If you are in Davis tonight, please join us for the Pub Quiz at Sudwerk. With regard to tonight, recruit a team and join us at the beautiful outdoor patio where we have room for everyone. Even though it is more work for me, we always have more fun with the bigger crowds and more voices. As Saint Augustine allegedly said, “Good times and crazy friends make the best memories.”

This paragraph includes hints. In addition to topics raised above, tonight’s pub quiz will feature questions on artificial intelligence, Grease, Playback.FM, silly donuts amid the Biden administration, people of color on TV, second acts, English professors, People, famous falls, cheese, bards, NATO countries, princes, knitting and programming, music genres, places that have not been visited by most Americans, love moves, accompanists, European countries, desserts, sacs, famous creeks, foreign aid bills, numbers of hearts, Native Americans, British actresses, amplifiers, current events, books and authors, and Shakespeare. 

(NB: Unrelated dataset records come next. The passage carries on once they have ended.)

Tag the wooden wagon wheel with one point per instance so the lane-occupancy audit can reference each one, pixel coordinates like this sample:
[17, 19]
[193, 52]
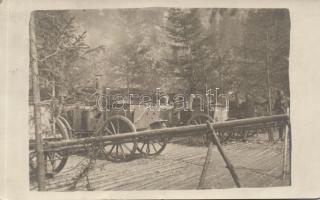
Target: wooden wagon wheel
[152, 147]
[118, 151]
[54, 161]
[200, 118]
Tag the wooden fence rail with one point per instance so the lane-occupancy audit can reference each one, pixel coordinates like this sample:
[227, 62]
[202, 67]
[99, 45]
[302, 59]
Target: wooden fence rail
[167, 132]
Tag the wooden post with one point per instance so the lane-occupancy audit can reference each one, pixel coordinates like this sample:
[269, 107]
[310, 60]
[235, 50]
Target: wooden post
[207, 162]
[285, 154]
[225, 158]
[36, 99]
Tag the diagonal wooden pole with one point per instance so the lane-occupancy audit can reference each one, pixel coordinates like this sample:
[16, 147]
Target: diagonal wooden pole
[36, 100]
[216, 141]
[207, 164]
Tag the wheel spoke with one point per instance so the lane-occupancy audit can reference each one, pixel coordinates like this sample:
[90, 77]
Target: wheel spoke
[111, 149]
[118, 126]
[143, 146]
[123, 155]
[112, 126]
[117, 150]
[155, 150]
[108, 130]
[148, 147]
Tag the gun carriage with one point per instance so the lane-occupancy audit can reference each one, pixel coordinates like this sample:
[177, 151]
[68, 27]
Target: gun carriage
[87, 121]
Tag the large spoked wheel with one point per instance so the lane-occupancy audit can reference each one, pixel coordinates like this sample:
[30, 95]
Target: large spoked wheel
[118, 151]
[152, 147]
[54, 162]
[200, 118]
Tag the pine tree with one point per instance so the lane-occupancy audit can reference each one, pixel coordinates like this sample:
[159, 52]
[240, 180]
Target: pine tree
[185, 30]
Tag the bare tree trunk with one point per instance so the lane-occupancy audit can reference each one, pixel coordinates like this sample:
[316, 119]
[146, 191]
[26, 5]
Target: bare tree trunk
[36, 99]
[268, 76]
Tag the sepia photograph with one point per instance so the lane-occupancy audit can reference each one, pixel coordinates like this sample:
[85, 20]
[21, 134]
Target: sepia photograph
[159, 98]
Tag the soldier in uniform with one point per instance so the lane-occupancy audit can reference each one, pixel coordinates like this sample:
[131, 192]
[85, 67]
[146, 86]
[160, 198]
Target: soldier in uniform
[233, 106]
[281, 105]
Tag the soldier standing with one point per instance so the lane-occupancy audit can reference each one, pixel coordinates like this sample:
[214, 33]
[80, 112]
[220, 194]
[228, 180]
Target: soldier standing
[281, 105]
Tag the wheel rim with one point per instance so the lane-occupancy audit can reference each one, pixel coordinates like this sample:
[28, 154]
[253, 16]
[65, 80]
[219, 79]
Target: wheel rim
[152, 147]
[53, 161]
[120, 151]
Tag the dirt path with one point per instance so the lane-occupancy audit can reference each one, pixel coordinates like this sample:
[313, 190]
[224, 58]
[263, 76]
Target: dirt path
[258, 164]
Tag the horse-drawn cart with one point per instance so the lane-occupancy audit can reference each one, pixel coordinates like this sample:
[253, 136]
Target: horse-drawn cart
[81, 121]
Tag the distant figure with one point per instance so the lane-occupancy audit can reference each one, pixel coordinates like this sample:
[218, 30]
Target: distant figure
[281, 105]
[233, 106]
[247, 108]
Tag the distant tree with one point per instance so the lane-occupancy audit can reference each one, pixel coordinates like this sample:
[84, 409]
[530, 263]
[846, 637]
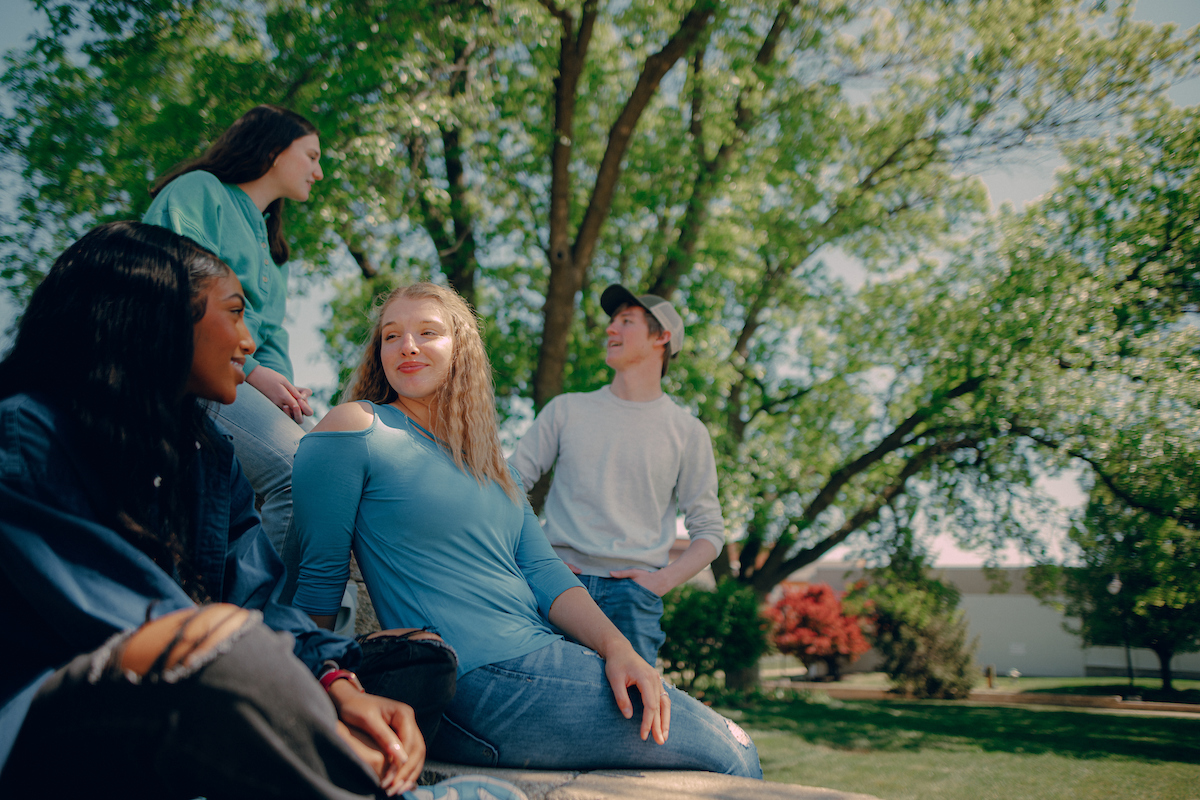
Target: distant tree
[1138, 583]
[810, 624]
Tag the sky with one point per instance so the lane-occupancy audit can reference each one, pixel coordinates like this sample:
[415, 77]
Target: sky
[1019, 181]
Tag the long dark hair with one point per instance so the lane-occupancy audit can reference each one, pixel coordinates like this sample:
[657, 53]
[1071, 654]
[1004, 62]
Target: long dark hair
[245, 152]
[107, 340]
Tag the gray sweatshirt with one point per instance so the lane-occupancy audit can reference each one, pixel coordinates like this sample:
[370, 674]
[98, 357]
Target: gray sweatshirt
[624, 471]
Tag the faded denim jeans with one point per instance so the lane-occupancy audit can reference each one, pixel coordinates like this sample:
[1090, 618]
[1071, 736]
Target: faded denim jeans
[633, 608]
[247, 720]
[555, 709]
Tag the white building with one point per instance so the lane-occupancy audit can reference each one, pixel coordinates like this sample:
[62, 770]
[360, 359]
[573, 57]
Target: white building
[1015, 630]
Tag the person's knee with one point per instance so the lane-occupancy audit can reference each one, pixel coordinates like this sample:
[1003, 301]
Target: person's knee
[181, 637]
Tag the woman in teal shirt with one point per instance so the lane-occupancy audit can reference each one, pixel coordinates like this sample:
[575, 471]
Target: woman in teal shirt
[412, 477]
[231, 199]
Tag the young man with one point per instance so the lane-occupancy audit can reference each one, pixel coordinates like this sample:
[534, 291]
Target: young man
[628, 462]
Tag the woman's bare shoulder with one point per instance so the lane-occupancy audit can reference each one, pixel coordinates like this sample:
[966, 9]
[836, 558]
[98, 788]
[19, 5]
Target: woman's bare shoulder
[347, 416]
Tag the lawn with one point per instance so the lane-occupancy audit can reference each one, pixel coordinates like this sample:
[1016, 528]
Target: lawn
[901, 750]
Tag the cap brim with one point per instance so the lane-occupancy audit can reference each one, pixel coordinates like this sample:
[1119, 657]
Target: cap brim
[616, 296]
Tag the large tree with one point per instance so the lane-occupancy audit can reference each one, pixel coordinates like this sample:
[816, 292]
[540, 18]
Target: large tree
[719, 154]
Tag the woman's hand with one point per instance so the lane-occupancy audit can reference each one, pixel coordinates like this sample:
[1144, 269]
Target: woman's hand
[390, 727]
[653, 582]
[625, 668]
[277, 389]
[577, 614]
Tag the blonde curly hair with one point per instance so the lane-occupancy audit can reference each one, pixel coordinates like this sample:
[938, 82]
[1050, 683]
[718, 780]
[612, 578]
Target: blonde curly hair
[465, 404]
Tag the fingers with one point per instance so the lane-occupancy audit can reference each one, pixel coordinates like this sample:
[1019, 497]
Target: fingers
[405, 723]
[390, 727]
[664, 717]
[655, 707]
[621, 693]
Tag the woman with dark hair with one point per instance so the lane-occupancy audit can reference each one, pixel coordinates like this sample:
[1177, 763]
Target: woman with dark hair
[409, 475]
[231, 200]
[121, 509]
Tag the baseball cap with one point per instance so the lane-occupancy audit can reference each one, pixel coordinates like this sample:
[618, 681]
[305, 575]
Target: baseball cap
[617, 295]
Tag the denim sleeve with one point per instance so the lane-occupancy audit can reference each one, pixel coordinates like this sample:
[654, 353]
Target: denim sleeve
[328, 480]
[538, 449]
[255, 579]
[540, 565]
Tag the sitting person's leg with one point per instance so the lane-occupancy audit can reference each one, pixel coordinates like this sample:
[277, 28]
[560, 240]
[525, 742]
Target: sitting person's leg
[202, 702]
[414, 667]
[633, 608]
[555, 709]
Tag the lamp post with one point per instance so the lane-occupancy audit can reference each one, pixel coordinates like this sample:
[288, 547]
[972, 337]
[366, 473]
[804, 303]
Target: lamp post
[1115, 589]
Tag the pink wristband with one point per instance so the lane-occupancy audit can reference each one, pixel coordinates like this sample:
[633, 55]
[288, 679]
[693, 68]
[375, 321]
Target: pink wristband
[328, 679]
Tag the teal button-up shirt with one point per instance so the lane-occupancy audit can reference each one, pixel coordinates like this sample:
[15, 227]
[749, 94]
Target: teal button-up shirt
[223, 218]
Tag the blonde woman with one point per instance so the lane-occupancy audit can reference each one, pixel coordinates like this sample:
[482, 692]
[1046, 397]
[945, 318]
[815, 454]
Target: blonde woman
[409, 475]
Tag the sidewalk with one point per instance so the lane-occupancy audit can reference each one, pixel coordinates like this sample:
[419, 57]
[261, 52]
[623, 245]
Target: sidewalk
[1000, 697]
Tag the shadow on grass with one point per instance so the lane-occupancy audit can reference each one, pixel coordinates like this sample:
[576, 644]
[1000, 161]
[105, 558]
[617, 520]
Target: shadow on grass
[1125, 690]
[895, 726]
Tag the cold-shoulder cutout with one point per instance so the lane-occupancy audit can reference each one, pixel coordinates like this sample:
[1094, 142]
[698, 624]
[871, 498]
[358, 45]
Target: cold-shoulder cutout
[347, 416]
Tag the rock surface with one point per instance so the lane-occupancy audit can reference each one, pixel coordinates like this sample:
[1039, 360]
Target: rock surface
[639, 785]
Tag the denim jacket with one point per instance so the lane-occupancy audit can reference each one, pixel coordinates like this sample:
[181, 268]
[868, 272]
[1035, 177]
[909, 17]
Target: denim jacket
[67, 582]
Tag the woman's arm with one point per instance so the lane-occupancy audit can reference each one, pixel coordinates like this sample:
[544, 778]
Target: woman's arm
[576, 613]
[330, 471]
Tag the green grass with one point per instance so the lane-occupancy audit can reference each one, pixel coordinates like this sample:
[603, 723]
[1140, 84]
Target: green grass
[900, 750]
[1149, 689]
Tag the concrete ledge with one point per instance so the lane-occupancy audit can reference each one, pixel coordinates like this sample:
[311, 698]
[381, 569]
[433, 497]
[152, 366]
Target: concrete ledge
[633, 785]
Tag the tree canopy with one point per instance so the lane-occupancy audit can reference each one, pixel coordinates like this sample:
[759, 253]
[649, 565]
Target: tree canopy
[721, 155]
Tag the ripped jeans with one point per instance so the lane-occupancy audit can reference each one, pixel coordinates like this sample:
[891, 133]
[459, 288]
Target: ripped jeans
[245, 720]
[553, 709]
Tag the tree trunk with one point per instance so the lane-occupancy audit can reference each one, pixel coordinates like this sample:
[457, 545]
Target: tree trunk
[1164, 666]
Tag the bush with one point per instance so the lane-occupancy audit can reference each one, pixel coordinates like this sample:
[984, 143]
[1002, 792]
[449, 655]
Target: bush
[810, 624]
[711, 631]
[922, 638]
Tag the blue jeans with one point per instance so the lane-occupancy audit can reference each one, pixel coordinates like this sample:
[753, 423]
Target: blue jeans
[633, 608]
[553, 709]
[265, 440]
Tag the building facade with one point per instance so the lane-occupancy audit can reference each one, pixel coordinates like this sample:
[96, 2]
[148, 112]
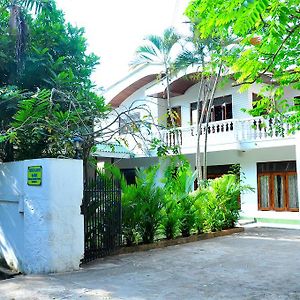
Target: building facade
[269, 158]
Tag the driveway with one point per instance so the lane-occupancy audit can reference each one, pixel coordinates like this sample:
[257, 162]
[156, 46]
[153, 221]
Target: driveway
[260, 263]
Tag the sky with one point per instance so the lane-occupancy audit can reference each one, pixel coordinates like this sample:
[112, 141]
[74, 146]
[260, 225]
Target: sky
[114, 29]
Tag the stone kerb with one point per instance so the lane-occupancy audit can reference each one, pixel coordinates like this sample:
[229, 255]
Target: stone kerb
[48, 215]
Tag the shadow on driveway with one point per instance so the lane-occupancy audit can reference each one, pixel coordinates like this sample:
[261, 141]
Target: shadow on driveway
[261, 263]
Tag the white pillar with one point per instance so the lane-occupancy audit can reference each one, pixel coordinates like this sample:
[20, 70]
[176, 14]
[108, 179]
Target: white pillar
[41, 228]
[53, 225]
[249, 204]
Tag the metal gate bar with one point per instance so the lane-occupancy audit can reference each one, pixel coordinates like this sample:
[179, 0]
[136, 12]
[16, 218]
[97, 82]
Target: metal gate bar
[101, 207]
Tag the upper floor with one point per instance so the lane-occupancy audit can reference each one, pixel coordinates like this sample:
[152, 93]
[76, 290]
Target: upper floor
[144, 93]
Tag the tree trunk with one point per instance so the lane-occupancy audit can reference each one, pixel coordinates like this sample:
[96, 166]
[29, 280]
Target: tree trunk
[211, 100]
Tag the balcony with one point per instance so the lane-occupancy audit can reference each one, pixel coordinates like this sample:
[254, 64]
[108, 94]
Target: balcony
[233, 134]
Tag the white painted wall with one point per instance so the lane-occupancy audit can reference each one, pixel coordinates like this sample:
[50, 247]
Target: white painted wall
[41, 228]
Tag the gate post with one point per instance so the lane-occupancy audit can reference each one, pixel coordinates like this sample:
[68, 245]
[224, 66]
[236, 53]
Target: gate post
[53, 225]
[41, 228]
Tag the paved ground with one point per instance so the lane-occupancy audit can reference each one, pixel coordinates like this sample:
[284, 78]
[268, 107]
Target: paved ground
[258, 264]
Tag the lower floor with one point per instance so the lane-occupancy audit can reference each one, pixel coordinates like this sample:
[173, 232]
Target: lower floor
[272, 173]
[259, 263]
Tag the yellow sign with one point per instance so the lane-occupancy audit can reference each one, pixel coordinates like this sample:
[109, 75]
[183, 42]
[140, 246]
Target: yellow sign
[34, 175]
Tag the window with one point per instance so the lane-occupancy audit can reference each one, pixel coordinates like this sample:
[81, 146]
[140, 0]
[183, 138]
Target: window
[129, 123]
[221, 109]
[258, 111]
[277, 186]
[176, 114]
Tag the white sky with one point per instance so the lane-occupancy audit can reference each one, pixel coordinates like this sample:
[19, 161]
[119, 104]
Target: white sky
[114, 29]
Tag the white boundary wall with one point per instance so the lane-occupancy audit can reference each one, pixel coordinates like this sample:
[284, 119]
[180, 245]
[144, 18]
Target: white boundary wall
[41, 228]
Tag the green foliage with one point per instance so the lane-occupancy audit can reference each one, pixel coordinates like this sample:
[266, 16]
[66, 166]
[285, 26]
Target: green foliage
[46, 123]
[170, 217]
[141, 205]
[150, 198]
[46, 94]
[177, 208]
[265, 42]
[218, 202]
[179, 183]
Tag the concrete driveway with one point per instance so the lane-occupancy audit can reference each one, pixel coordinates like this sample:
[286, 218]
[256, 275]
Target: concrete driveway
[260, 263]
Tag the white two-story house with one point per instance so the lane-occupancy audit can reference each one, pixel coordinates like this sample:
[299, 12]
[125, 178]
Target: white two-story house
[269, 160]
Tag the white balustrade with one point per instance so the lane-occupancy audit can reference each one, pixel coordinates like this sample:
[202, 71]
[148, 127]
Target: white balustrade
[227, 131]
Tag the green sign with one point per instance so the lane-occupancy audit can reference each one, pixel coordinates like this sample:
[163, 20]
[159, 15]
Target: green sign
[34, 175]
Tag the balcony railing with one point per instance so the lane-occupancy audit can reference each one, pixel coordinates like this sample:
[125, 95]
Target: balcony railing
[228, 131]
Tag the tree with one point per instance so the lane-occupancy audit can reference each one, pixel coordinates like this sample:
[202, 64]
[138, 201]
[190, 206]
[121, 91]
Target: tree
[202, 53]
[51, 90]
[160, 50]
[266, 34]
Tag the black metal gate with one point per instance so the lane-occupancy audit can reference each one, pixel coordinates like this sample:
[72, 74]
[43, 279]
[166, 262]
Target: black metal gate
[101, 207]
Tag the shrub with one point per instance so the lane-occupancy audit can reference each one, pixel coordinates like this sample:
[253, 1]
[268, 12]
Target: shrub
[170, 217]
[149, 203]
[218, 202]
[179, 182]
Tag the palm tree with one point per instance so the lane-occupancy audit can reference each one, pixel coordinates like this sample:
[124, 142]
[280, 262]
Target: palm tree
[198, 53]
[158, 50]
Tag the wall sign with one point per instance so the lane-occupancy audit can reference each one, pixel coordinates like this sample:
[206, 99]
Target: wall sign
[34, 175]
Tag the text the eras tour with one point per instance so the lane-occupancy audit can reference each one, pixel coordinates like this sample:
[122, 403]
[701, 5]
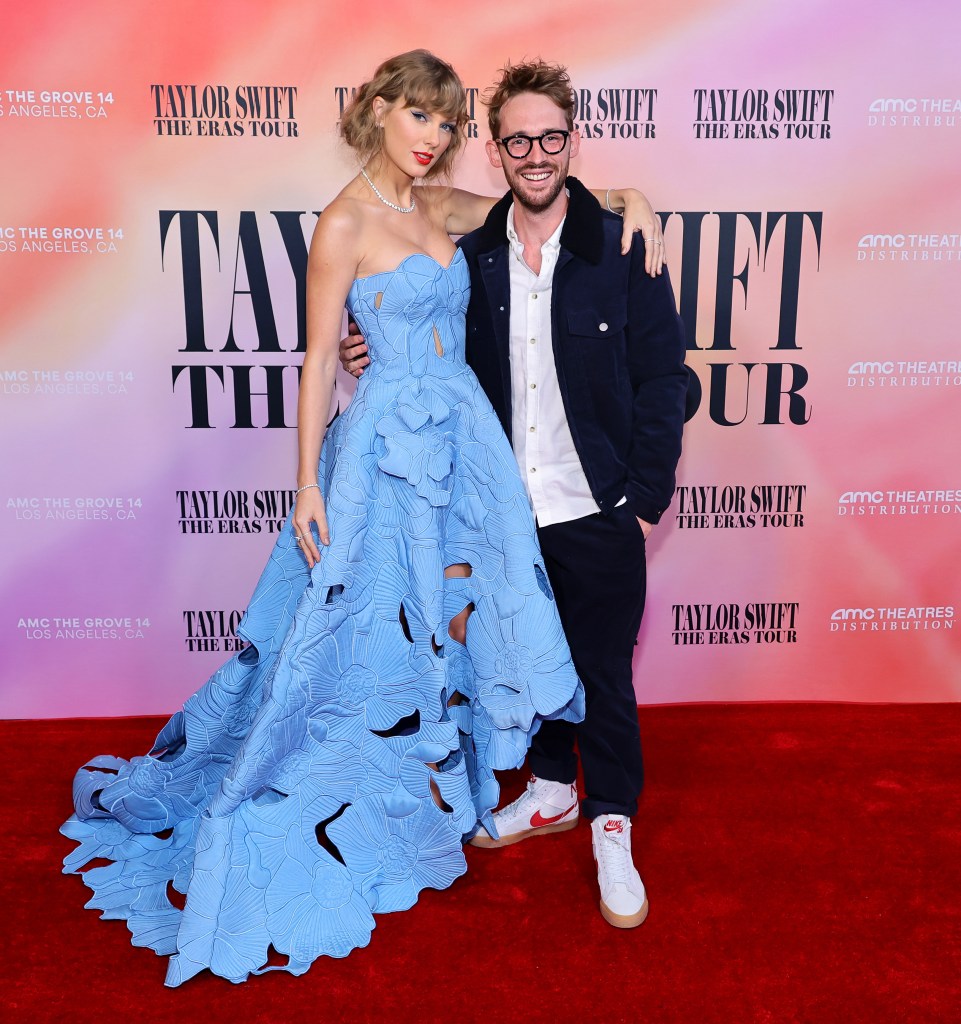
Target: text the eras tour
[240, 360]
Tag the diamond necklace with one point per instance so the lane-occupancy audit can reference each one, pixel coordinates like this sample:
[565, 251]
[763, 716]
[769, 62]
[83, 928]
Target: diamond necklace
[386, 202]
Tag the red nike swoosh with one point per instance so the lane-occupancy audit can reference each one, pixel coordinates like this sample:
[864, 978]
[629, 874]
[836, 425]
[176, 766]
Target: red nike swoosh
[537, 819]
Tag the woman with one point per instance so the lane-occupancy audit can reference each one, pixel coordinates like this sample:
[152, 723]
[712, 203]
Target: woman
[403, 638]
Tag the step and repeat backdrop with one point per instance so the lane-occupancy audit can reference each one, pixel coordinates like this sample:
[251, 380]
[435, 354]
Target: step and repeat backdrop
[164, 167]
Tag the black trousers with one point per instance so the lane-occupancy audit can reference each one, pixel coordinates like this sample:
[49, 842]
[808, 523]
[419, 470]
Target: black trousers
[597, 569]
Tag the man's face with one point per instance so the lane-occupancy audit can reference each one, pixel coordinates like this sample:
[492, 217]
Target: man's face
[538, 178]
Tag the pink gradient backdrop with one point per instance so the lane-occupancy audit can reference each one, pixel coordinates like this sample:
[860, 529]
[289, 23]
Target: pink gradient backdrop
[122, 312]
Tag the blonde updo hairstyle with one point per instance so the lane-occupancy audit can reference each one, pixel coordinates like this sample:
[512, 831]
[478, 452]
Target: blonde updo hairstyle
[415, 79]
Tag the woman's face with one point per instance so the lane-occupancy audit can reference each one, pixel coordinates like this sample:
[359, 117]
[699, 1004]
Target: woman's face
[414, 137]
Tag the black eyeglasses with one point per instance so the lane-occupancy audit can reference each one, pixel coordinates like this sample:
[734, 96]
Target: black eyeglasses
[518, 145]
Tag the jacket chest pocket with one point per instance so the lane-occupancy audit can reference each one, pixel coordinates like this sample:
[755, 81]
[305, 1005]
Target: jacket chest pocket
[598, 340]
[595, 326]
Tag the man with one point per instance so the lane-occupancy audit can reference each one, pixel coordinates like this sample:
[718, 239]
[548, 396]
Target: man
[581, 353]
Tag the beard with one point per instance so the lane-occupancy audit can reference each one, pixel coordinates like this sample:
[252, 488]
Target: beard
[540, 200]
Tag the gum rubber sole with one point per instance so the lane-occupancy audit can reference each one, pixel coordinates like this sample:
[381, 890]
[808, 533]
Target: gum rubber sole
[487, 843]
[624, 920]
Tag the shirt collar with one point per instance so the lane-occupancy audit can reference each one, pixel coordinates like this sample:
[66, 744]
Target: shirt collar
[552, 245]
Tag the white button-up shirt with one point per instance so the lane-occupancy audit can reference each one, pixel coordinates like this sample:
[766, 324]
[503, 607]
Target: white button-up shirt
[542, 441]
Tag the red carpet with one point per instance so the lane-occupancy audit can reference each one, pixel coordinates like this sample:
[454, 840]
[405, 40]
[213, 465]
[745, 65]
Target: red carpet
[803, 863]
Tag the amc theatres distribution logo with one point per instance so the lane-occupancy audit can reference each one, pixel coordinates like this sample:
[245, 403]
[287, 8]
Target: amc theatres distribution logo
[930, 247]
[913, 112]
[758, 114]
[893, 374]
[909, 620]
[892, 504]
[222, 112]
[756, 622]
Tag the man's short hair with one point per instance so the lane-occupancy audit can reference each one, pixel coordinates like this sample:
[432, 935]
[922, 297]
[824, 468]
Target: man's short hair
[533, 76]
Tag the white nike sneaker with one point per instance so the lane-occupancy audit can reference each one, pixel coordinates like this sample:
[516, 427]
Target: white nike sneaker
[623, 900]
[544, 807]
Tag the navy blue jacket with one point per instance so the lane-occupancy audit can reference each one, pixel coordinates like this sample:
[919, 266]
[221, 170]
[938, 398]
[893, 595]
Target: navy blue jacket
[619, 348]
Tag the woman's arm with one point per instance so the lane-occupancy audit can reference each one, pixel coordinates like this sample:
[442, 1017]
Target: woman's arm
[331, 267]
[638, 216]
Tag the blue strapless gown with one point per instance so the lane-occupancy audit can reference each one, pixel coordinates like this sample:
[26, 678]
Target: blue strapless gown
[333, 768]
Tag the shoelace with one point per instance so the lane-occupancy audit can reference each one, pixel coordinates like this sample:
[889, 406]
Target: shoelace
[614, 853]
[521, 803]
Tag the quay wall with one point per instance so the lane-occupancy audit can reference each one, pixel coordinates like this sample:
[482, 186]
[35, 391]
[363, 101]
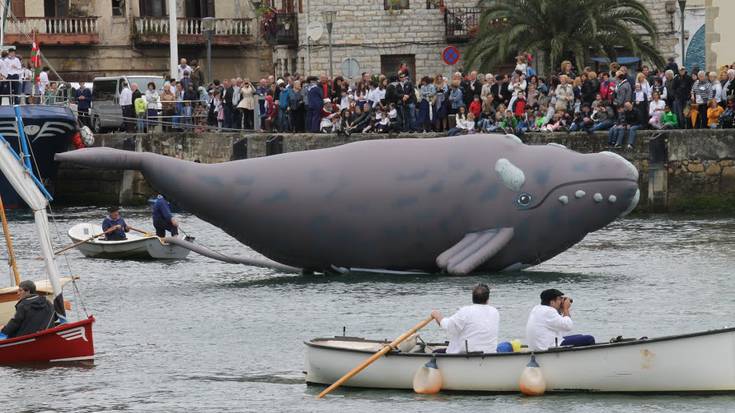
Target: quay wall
[680, 170]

Thanks to the new supporters Brooke, Jeannie, Becky, Franklin, and More Cow Bell. I also thank The Original Vincibles, Summer Brains, The Outside Agitators, John Poirier’s team Quizimodo, Gena Harper, and others who support the Pub Quiz on Patreon. I would love to add your name or that of your team to the list of supporters. I appreciate your backing this pub quiz project of mine! 

Best,

Dr. Andy

P.S. Here are three questions from last week’s quiz:

  1. Newspaper Headlines: Nearby Countries. Fill in the blank from this headline in a recent edition of The New York Times: “For First Time in Two Decades, U.S. Buys More From BLANK Than China.”  
  1. Sports. According to CNN, “Fiona O’Keeffe produced a stunning performance at the US Olympic Marathon Trials in Orlando on Saturday, [February 3], smashing the previous record by more than three minutes.” Where did Fiona O’Keeffe attend high school?  
  1. Science. What are bromeliads: rare gemstones, flowering plants, tropical rodents or shooting stars?